In the Gospel of Luke, Jesus offers some of his most profound yet confusing ideas. Metaphorically, we are told to hate our family and chuck all our worldly possessions in order to follow him properly (Luke 14:25-33). What the heck, right? After all, they’re just folks and our stuff is just stuff. Who needs either? Maybe, though, he was trying to impress upon us the extreme difficulty inherent in being a child of God, that we can’t possibly approach God’s ideal for us without an understanding of the sacrifice involved. It is within this section that Jesus uses the example of building a tower and not having a proper foundation for its completion, possibly resulting in disappointment and ridicule. We, as disciples, need focus and commitment or we will fall short in our attempts to follow him. The groundwork of which Luke speaks will not have been laid.
Being a follower of the Jesus way is a challenge during the best of times. The question, during these hot August days and nights, is “Are we becoming better disciples of Christ?” This time of year, when tempers often flare, are we being true to the one Lord to whom we profess our faith and loyalty?

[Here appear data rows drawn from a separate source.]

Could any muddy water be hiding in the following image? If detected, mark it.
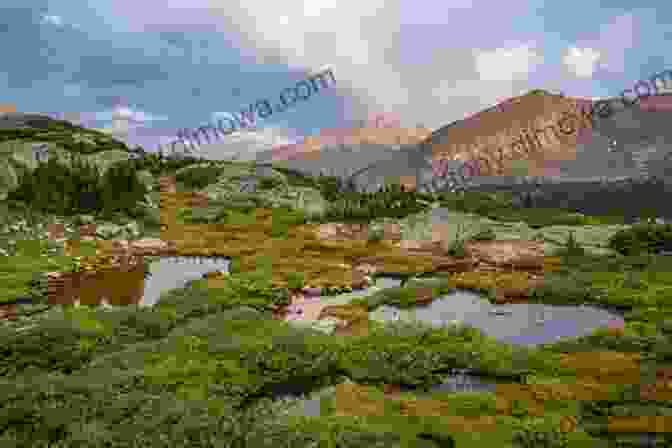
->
[369,291,623,346]
[140,257,231,306]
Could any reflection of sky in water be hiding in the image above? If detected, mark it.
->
[371,291,622,345]
[140,257,229,306]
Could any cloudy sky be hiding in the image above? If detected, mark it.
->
[0,0,672,158]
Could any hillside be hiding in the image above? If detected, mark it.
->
[0,112,137,198]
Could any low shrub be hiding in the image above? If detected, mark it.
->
[175,166,223,190]
[609,222,672,255]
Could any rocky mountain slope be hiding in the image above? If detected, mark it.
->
[0,112,136,198]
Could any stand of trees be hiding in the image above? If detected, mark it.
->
[7,156,147,216]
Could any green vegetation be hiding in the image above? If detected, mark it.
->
[439,191,624,228]
[175,166,222,190]
[7,158,148,215]
[0,120,128,154]
[323,184,429,222]
[0,131,672,448]
[609,222,672,255]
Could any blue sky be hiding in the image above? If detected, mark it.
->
[0,0,672,158]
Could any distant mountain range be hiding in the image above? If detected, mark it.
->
[269,91,672,195]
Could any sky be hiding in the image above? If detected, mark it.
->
[0,0,672,158]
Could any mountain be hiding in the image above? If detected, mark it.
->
[258,126,431,161]
[0,111,137,199]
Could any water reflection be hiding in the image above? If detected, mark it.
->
[369,291,623,345]
[140,257,231,306]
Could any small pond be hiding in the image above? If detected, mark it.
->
[140,257,231,306]
[369,290,623,345]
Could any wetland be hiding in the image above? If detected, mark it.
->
[0,149,672,448]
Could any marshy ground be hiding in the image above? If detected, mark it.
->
[0,156,672,448]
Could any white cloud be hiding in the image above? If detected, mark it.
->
[63,84,82,97]
[186,126,296,160]
[109,106,168,124]
[102,0,543,128]
[562,47,601,78]
[475,45,543,81]
[42,14,63,26]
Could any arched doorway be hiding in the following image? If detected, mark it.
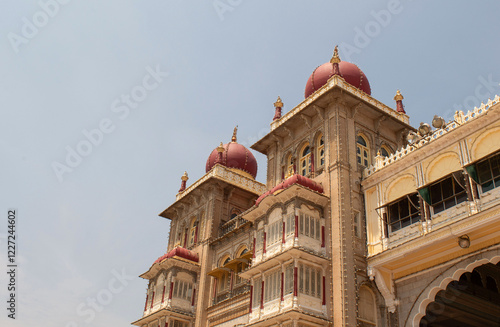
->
[420,262,500,327]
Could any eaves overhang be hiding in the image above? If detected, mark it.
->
[159,164,266,219]
[132,308,194,326]
[139,256,201,280]
[367,207,500,278]
[238,247,329,279]
[251,75,415,154]
[241,184,330,222]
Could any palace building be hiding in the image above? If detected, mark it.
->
[133,49,500,327]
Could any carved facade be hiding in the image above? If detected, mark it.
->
[134,49,500,327]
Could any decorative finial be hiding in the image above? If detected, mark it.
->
[179,171,189,193]
[394,90,406,114]
[216,142,224,163]
[394,90,404,101]
[217,142,224,153]
[330,45,342,64]
[273,97,283,121]
[231,125,238,142]
[274,97,283,108]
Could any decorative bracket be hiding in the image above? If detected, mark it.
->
[283,126,293,139]
[313,104,325,119]
[367,266,399,313]
[375,115,387,134]
[300,114,312,128]
[272,134,284,147]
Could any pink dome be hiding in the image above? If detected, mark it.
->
[304,61,371,98]
[205,141,257,178]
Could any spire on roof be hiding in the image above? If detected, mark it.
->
[273,97,283,121]
[231,125,238,142]
[394,90,406,114]
[330,45,342,64]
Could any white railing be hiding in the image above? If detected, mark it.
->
[364,95,500,177]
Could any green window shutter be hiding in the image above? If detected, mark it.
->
[465,165,479,184]
[418,187,431,205]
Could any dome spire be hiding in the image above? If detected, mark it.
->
[273,97,283,121]
[216,142,224,164]
[231,125,238,142]
[179,171,189,193]
[330,45,341,75]
[330,45,342,64]
[394,90,406,114]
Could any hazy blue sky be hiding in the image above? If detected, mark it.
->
[0,0,500,327]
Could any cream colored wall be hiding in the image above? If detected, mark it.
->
[365,187,382,256]
[467,124,500,161]
[422,151,462,184]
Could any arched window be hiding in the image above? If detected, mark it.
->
[219,256,231,291]
[316,134,325,168]
[356,135,370,167]
[229,208,241,220]
[380,145,392,157]
[285,154,294,179]
[299,143,311,176]
[189,217,198,245]
[358,286,377,326]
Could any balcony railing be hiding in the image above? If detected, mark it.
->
[214,283,250,305]
[219,217,248,237]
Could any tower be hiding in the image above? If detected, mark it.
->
[134,48,500,327]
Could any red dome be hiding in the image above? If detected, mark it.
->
[255,174,323,205]
[205,142,257,178]
[155,246,199,263]
[305,61,371,98]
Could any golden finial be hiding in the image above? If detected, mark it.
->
[231,125,238,142]
[394,90,404,101]
[217,142,224,153]
[274,97,283,108]
[330,45,342,64]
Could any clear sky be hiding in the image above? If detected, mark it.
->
[0,0,500,327]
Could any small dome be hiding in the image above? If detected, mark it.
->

But here’s something else: Perhaps one of the reasons the Great Spirit saw to it that we have four portraits of Jesus as opposed to just Luke’s is that we can always use a different perspective. Interestingly, in the next two verses, Jesus speaks briefly and obscurely about salt as a preservative (Luke 14:34-35). Even in the most expressive of English translations, the interpretation can be burdensome. On the other hand, in Matthew’s version of Jesus’ Sermon on the Mount, Jesus is direct and to the point about being versus doing. Here, he speaks of us being salt and light (Matt. 5:13-16). Regardless of any particular costs of discipleship, if we project light (as opposed to darkness) to others, we fulfill needs within those extremes spoken of in Luke. If we act as society’s glue, much like the preservative that salt can be, we become the embodiment of the one whom we worship. We are halfway to heaven.
It’s warm out there. The devoted follower of the way will find resistance to the light they are attempting to project, not an uncommon thing. The strength of the intent behind discipleship to Jesus Christ is directly related to its success. The commitment to be salt and light is a serious one, and we could all use support and encouragement in that quest. But it’s more about the energy exchange between Christ and disciple than disciple and neighbor. In order to be the best disciple for our neighbor, we need a handle on being the best we can be for Jesus. The heated energy of our times presses us toward a cogent response to fulfill what we have started, to ensure that our foundation was laid properly.
Go forth with intent. Be the peaceful pupil of the one who asks us to treat others as you would wish to be treated. Embolden all followers of the way to finish what we’ve started. When acerbity is the rule of the day, when others are raging against the tide, be the one who is centered and pure in heart. We need you. It’s cooling down out there, thanks to you.
Rev. Bryan D. Jackson is an American Baptist minister and a member of the Cherokee Community of Puget Sound and the Mt. Hood Cherokees, both satellite communities of the Cherokee Nation. He lives on Vashon Island, Washington and is the author of Chattahoochee Rain: A Cherokee novella.